Testing the classifier using the UI

You can also upload a CSV or Excel file with new data to process text in a batch all at once:

Processing data in batch all at once

Or you can integrate it using our API or any of our integrations:

Available integrations for using a classifier

5. Improving your Text Classifier

Under the Build Tab to see options to further improve the classifier. You can go to the Train section to tag more texts:

Tagging more data to improve the classifier.

The amount of data that you need for your classifier strongly depends on your particular use case, that is, the complexity of the problem and the number of tags you want to use within your classifier.

For example, it's not the same to train a classifier for sentiment analysis for tweets than training a model to identify the topics of product reviews. Sentiment analysis is a much harder problem to solve and it needs much more text data. Analyzing tweets is also far more challenging than analyzing well-written reviews.

In short, the more text data that you have, the better. We suggest starting by tagging at least 20 samples per tag and take it from there. Depending on how accurate your classifier ends, add more data. For topic detection, we have seen some accurate models with 200-500 training samples in total. Sentiment analysis models usually need at least 3,000 training samples to start to start seeing an acceptable accuracy.

Quality over quantity

It's much better to start with fewer samples, but being 100% sure that those samples are representative of each of your tags and are correctly tagged than to add tons of data but with lots of errors.

Some of our users add thousands of training samples at once (when are creating a custom classifier for the first time) thinking that the high volumes of data is great for the machine learning algorithm, but by doing that, they don't pay attention to the data they use as training samples. And most of the times many of those samples are incorrectly tagged.

It's like teaching history to a kid with a history book that has many facts that are plain wrong. The kid will learn from this data, but he will learn from really wrong information. He will don't know about history, no matter how much he reads and learns from this book.

So, it's much better to start with few but high-quality training samples that are correctly tagged and take it from there. Afterward, you can work on improving the accuracy of your classifier by adding more quality data.

Classifier statistics

Once you have tagged enough text data, you can begin to see a series of metrics in the Stats area that show how well the classifier would predict new data. These metrics are key to understand your model and how you can improve it.

Accuracy

The accuracy is the percentage of samples that were predicted in the correct tag:

Accuracy for a classifier.

It's a metric that shows how well a classifier distinguishes between its tags. In the previous example, the classifier has an accuracy of 85% when distinguishing between its six tags (Entertainment & Recreation, Food & Drinks, Health & Beauty, Miscellaneous, Retail and Travel & Vacations).

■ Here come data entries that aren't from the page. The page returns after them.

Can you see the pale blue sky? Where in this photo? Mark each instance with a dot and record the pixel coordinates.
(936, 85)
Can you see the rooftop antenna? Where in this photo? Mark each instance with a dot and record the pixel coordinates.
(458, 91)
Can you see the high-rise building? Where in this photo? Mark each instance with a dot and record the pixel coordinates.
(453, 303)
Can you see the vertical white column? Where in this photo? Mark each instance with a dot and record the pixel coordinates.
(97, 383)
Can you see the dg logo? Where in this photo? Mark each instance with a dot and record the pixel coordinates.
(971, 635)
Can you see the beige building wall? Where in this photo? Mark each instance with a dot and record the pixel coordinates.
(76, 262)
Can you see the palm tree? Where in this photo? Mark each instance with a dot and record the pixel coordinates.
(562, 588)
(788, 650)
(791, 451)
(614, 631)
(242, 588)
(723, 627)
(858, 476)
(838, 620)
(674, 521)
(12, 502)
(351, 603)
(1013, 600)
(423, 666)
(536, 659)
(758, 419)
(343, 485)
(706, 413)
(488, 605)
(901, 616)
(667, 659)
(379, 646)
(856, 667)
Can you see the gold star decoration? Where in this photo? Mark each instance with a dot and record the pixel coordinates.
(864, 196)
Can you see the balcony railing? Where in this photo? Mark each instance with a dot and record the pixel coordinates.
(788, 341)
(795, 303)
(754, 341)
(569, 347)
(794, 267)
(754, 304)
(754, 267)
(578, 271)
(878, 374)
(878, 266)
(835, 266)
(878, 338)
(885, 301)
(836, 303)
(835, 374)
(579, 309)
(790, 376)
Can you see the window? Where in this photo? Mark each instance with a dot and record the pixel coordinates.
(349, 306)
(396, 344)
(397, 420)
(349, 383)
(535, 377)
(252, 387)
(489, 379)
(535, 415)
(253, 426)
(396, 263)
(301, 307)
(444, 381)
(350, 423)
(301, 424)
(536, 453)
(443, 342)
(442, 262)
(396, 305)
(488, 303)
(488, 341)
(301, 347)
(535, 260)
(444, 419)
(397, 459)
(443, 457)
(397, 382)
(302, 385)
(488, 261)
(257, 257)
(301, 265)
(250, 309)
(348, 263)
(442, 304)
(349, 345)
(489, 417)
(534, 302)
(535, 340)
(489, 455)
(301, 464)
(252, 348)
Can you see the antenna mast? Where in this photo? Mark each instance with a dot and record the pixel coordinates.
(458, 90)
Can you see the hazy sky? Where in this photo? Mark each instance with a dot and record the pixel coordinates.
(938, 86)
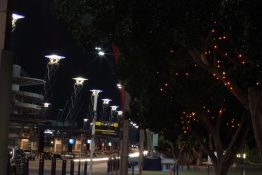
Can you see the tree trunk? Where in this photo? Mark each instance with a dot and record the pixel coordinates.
(221, 168)
(255, 108)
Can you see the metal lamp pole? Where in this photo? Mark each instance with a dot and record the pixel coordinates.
(92, 148)
(79, 82)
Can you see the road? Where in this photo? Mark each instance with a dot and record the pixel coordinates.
(99, 168)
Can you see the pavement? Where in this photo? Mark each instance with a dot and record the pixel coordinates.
(100, 168)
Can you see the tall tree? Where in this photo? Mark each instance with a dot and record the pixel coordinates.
(223, 37)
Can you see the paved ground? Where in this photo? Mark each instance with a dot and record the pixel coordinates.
(100, 168)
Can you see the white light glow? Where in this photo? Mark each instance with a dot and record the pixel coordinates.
(79, 81)
(119, 86)
(113, 108)
(106, 101)
(54, 59)
(16, 17)
(98, 48)
(95, 91)
(46, 105)
(119, 113)
(101, 53)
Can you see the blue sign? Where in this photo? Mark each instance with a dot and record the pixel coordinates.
(71, 141)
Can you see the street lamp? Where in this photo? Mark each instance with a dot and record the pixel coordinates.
(52, 66)
(79, 83)
(54, 59)
(105, 104)
(95, 93)
(46, 105)
(15, 17)
(120, 113)
(113, 109)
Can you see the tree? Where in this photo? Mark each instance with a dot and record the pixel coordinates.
(174, 26)
(159, 40)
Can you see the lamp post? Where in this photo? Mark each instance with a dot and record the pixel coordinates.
(113, 109)
(105, 104)
(52, 66)
(79, 83)
(95, 93)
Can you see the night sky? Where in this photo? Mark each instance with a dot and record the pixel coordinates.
(40, 34)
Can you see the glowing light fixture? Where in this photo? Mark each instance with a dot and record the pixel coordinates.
(106, 101)
(79, 81)
(54, 59)
(98, 48)
(120, 113)
(119, 86)
(113, 108)
(101, 53)
(16, 17)
(46, 105)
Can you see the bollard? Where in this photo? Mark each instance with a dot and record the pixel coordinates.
(72, 168)
(79, 168)
(243, 171)
(41, 166)
(85, 168)
(64, 167)
(53, 166)
(133, 167)
(8, 166)
(26, 167)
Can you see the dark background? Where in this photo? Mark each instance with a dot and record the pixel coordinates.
(40, 34)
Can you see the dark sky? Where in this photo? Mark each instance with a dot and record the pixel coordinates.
(41, 34)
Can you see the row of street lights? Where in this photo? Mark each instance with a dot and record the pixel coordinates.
(52, 66)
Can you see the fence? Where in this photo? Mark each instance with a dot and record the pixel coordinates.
(23, 168)
(113, 166)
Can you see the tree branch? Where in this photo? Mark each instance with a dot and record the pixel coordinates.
(202, 61)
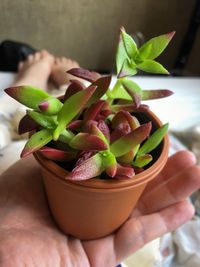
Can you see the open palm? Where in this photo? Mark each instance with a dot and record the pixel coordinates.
(29, 236)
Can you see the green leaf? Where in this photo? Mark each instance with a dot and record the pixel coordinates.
(109, 163)
(128, 69)
(66, 136)
(88, 142)
(152, 66)
(142, 161)
(36, 141)
(43, 120)
(133, 90)
(50, 106)
(129, 44)
(102, 85)
(156, 93)
(71, 108)
(124, 117)
(127, 142)
(155, 46)
(95, 130)
(121, 55)
(27, 95)
(144, 54)
(153, 141)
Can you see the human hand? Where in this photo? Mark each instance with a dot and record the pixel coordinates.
(29, 236)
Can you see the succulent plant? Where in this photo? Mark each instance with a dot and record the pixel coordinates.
(94, 131)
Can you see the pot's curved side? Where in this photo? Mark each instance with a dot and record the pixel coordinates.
(89, 214)
(95, 208)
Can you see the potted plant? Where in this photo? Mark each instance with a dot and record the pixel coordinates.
(98, 146)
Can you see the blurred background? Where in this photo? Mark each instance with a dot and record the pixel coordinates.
(87, 30)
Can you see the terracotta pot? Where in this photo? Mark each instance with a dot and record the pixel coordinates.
(95, 208)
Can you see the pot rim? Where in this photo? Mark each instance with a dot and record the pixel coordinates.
(140, 178)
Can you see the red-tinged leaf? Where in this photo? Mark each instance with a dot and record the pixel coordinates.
(102, 86)
(111, 170)
(36, 141)
(83, 156)
(96, 131)
(90, 168)
(27, 95)
(126, 143)
(75, 125)
(50, 106)
(92, 112)
(87, 126)
(73, 88)
(138, 170)
(57, 154)
(130, 108)
(109, 163)
(127, 158)
(124, 172)
(119, 132)
(90, 76)
(27, 124)
(45, 121)
(103, 127)
(71, 108)
(123, 117)
(105, 113)
(85, 141)
(154, 94)
(154, 140)
(142, 161)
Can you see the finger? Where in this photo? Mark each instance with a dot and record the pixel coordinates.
(176, 163)
(137, 232)
(173, 190)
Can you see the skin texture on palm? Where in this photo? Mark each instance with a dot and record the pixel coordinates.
(29, 236)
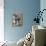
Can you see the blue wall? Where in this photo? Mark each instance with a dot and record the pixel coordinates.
(28, 7)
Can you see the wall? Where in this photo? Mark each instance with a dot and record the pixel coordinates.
(1, 21)
(43, 6)
(28, 7)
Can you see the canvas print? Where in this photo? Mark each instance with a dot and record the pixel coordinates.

Tips for improving the Accuracy:

Add more training samples to its tags.
Retag samples that might be incorrectly tagged into the children tags (see confusion matrix section below).
Sometimes sibling tags could be too ambiguous. If possible, we recommend merging those tags.

Accuracy on its own is not a good metric; you also have to take care of precision and recall. You can have a classifier with outstanding accuracy but still have tags with bad precision and recall.

Precision and Recall

Precision and Recall are useful metrics to check the accuracy of each tag:

Precision and Recall for 'Food & Drinks' tag.

If a tag has low precision, it means that samples from other sibling tags were predicted as this tag, also known as false positives.

If a tag has a low recall, that means that samples from this tag were predicted as other sibling tags, also known as false negatives.

Usually, there's a trade-off between precision and recall in a particular tag, that means, if you try to increase precision, you could end up doing that at the cost of lowering recall, and vice versa.

By using the confusion matrix, you can see the false positives and false negative of your model.

Tips for improving Precision and Recall:

Explore the false positives and false negatives of your model.
If a sample was initially tagged as tag X but was correctly predicted as tag Y, move that sample to tag Y.
If the sample was incorrectly predicted as tag Y, try to make the classifier learn more about that difference by adding more samples both to tag X and tag Y.
Check that the keywords associated with tags X and Y are correct (see Keyword Cloud section to see how to fix that).

False Positives and False Negatives

After selecting a tag, you can see its true positives, true negatives, false positives, and false negatives:

False positives and false negatives for the Food & Drinks tag

In the previous example, we can see four samples that initially weren't tagged as Food & Drinks were predicted to belong to this tag (false positives). On the other hand, we can see 24 samples that were originally tagged as Food & Drinks, weren't predicted to belong to Food & Drinks and were tagged into other tags (false negatives).

You can click these numbers to see the corresponding samples in the Samples section:

Samples from other tags that were predicted as Food & Drinks (false positives)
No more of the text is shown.